MTN will launch a public offer that will be open to members of the South African public who are black people as defined in the Codes in order to broaden participation in its empowerment initiatives. Eligible employees of MTN and black South African non-executive directors of MTN will also be invited to participate in the BEE Transaction.
To date MTN has derived the major portion of its BEE equity ownership points from the Alpine Trust, which holds 13,1% of MTN though a company known as Newshelf 664. This structure is scheduled to unwind on 22 December this year. As a result, a dividend of MTN shares will be declared to the Alpine Trust (AP) beneficiaries on the unwind date. The AT, whose beneficiaries are eligible MTN employees, holds ordinary MTN shares on behalf of Newshelf 664.
MTN and the Public Investment Corporation (PIC) have entered into a Memorandum of Understanding (MOU) that seeks to ensure the orderly unwind of the Newshelf structure and sets out PIC’s role in the new BEE transaction. The MOU is subject to a number of conditions, including shareholder approval.
After the dividend to the AT, the PIC will effectively have all the economic exposure to the MTN shares held by Newshelf. Because the liabilities of Newshelf to PIC match the value of MTN shares held, Newshelf will then have a nominal value.
The MOU stipulates that MTN will acquire Newshelf for a nominal value. It will then settle or acquire all outstanding funding obligations in Newshelf through the payment of R400 million in cash and the issue of approximately 213.9 million shares representing approximately 11.5% of MTN’s issued share capital. MTN will effectively acquire 13,1% of its shares held through Newshelf in exchange for the issue of 11,5% of its capital. The majority of this effective discount will not be retained by MTN, but will be used by MTN to facilitate the new BEE transaction.
It is expected that the BEE Transaction will comprise between 5% and 6% of MTN’s issued share capital. In terms of the MOU, the PIC has undertaken to make available from its equity portfolio up to 6% of MTN’s ordinary share capital for the purposes of the BEE Transaction. Based on the Codes, this translates to about 25% to 30% of MTN’s South African operations. The ultimate size of the BEE Transaction may change depending on market conditions and the extent of reinvestment by AT beneficiaries.
The BEE Transaction will provide an opportunity for the AT beneficiaries to continue their long term relationship with the company by reinvesting a portion of their benefits from Newshelf in the new transaction.
Participation in the BEE Transaction will require an equity investment by participants. The transaction will be designed to provide long term, sustainable benefits to participants and will have a duration of six years.
MTN intends to assist in raising finance for the BEE Transaction.

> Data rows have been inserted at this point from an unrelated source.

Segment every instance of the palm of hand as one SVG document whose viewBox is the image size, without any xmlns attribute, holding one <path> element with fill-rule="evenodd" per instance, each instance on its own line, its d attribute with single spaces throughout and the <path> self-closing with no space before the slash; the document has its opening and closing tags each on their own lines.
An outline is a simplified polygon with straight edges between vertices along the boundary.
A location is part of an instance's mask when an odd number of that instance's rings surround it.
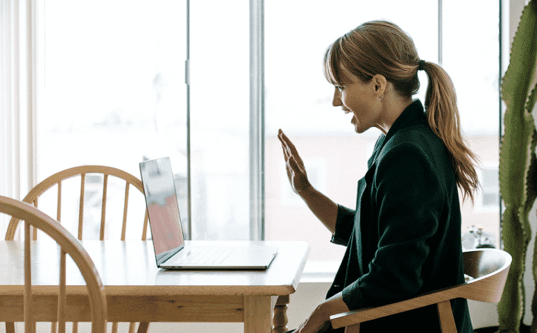
<svg viewBox="0 0 537 333">
<path fill-rule="evenodd" d="M 287 178 L 291 182 L 293 191 L 300 194 L 300 192 L 311 186 L 307 179 L 304 162 L 296 151 L 295 146 L 281 130 L 280 130 L 278 137 L 282 143 Z"/>
</svg>

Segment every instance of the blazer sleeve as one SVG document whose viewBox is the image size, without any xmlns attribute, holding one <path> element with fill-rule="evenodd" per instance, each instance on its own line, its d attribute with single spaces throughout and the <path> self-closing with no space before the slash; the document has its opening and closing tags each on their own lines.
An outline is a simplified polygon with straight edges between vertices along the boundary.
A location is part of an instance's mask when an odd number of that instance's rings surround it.
<svg viewBox="0 0 537 333">
<path fill-rule="evenodd" d="M 349 238 L 355 226 L 356 211 L 350 210 L 341 205 L 337 205 L 337 219 L 336 232 L 332 235 L 332 243 L 347 246 Z"/>
<path fill-rule="evenodd" d="M 408 299 L 421 288 L 427 239 L 438 229 L 445 203 L 437 173 L 418 145 L 402 143 L 381 153 L 372 184 L 377 216 L 370 220 L 377 223 L 379 241 L 368 272 L 343 291 L 350 309 Z"/>
</svg>

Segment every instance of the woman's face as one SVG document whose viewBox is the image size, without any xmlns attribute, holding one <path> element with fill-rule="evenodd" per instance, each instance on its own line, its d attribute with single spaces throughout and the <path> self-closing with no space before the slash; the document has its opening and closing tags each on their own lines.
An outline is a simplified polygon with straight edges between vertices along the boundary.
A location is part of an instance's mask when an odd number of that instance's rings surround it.
<svg viewBox="0 0 537 333">
<path fill-rule="evenodd" d="M 350 122 L 355 126 L 357 133 L 362 133 L 371 127 L 376 127 L 384 132 L 381 127 L 383 123 L 382 102 L 378 101 L 377 97 L 384 96 L 386 83 L 384 83 L 383 87 L 382 79 L 379 79 L 377 76 L 365 83 L 348 71 L 344 69 L 343 71 L 350 79 L 350 83 L 335 87 L 332 105 L 341 106 L 345 113 L 354 114 Z"/>
</svg>

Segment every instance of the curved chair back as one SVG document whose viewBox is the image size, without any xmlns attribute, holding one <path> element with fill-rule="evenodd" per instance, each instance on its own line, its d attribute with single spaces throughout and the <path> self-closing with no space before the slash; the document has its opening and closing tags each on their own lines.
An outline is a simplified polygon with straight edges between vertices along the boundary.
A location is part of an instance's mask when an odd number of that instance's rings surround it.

The cost of this assistance is estimated to be less than 0.75% of MTN’s market capitalisation.
In addition, MTN intends to establish an employee share ownership plan (ESOP) that will benefit eligible employees of MTN who do not participate in any of MTN's existing employee incentive schemes.
Says MTN Chairman, Mr Cyril Ramaphosa: “The MTN Group as a South African-based multinational telecommunications company listed on the JSE has been and remains committed to the principles of BEE . We believe these proposals are important for the long term progress of MTN and will facilitate sustained and meaningful BEE participation in the company.”
MTN plans to finalise the BEE Transaction in the first half of 2009, subject to market conditions. Full details of the BEE transaction will be communicated to shareholders thereafter for approval.